The health infrastructure in the district is inadequate with only 12 hospitals, 37 Primary Health Centres (PHCs) and 6 Community Health Centres (CHCs). According to the norms adopted at the national level, a substantial strengthening is required; PHCs need to be twice and the CHCs thrice the existing numbers. For hospitalised care, the bed strength available is only 815 which amounts to one bed for every 2500 persons as against the norm of one bed per thousand. In terms of locational accessibility, only one fourth of the villages in the district have any medical facility, the majority having access within 3 kilometres, while for 10 per cent of the villages such facility is more than 3 kilometres away. Since the public health care is generally cheaper than from the private sources, the lack of public facilities both for domiciliary and hospitalised treatments hits the poor and the low income groups the hardest. It is also noteworthy that in rural areas of Andhra Pradesh out-patient treatment is 4 times costlier than in the urban areas. It is for these reasons that various groups of workers as well as women seem to consider health services as the most important priority requiring attention. For this benefit, a willingness has also been expressed for making regular monetary contributions. Insurance against death and disability and credit facility are other areas where need for security appears to be keenly felt by the workers.

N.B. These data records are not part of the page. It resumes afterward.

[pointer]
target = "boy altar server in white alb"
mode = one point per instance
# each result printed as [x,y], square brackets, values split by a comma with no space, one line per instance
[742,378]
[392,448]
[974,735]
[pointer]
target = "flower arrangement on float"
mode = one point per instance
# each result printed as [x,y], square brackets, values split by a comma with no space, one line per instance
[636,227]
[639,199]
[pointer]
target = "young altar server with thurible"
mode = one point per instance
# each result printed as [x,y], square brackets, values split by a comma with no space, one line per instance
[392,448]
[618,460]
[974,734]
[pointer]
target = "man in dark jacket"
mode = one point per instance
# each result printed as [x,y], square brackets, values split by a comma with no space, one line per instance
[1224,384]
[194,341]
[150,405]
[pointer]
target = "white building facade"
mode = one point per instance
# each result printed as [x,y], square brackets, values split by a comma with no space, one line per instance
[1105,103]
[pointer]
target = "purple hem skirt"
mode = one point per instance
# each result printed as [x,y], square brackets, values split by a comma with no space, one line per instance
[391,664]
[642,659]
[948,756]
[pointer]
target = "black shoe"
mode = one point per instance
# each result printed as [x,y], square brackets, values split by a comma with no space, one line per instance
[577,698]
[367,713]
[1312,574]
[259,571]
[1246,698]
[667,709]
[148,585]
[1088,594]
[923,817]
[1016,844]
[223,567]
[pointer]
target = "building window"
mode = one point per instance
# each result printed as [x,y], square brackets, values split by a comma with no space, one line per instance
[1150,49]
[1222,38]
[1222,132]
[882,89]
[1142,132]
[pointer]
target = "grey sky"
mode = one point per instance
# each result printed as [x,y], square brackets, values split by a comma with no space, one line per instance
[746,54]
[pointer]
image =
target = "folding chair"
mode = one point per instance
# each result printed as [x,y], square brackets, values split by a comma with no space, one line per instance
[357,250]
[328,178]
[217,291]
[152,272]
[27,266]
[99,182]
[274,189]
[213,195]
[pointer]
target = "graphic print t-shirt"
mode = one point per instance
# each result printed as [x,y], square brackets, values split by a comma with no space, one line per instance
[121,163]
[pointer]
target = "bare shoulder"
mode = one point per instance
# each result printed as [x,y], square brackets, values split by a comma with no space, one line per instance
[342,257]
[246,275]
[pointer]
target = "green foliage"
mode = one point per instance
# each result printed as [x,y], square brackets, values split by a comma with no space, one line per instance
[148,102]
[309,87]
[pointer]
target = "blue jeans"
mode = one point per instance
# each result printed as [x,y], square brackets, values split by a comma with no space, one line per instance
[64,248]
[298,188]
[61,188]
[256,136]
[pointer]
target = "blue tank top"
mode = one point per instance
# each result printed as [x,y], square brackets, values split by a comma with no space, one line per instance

It is surprising that even with almost 60% of irrigation facilities, Nizamabad continues to have 41% of its population below the poverty line which is only marginally lower than the State average of 43.7%. For the people belonging to the Scheduled Tribes, this proportion is much higher (57.7%) . The situation is indicative of the prevalence of significant inequalities in income distribution. The national and state programmes for poverty alleviation mentioned earlier are, however, being implemented in the district. The availability of cheaper rice for the poor, subsidised to the extent of 75% under the special state scheme 'Rs.2 a Kg rice', has been much appreciated. Other welfare measures include a grant of a monthly old age pension to various categories of destitute, widows and landless agricultural labourers under different state schemes. The amounts of pensions available to more than 30,000 persons in the district are quite meagre ranging between Rs.30 to Rs.50 per month, and for old age pensioners above the age of 65 years this amount has now been enhanced to Rs.75 per month under the central government's National Social Assistance Programme (NSAP). A more liberal maternity assistance of Rs.900 (as against Rs.300 under the NSAP) limited to two pregnancies is being given to more than 2000 women every year in Nizamabad. Insurance benefits are also available under various group insurance schemes, the sum assured varying between Rs.1000 to Rs.10,000. The benefits are limited since most of the natural deaths either remain uninsured or the coverage is for very low amounts; the benefits are comparatively more substantial in the case of accidental deaths.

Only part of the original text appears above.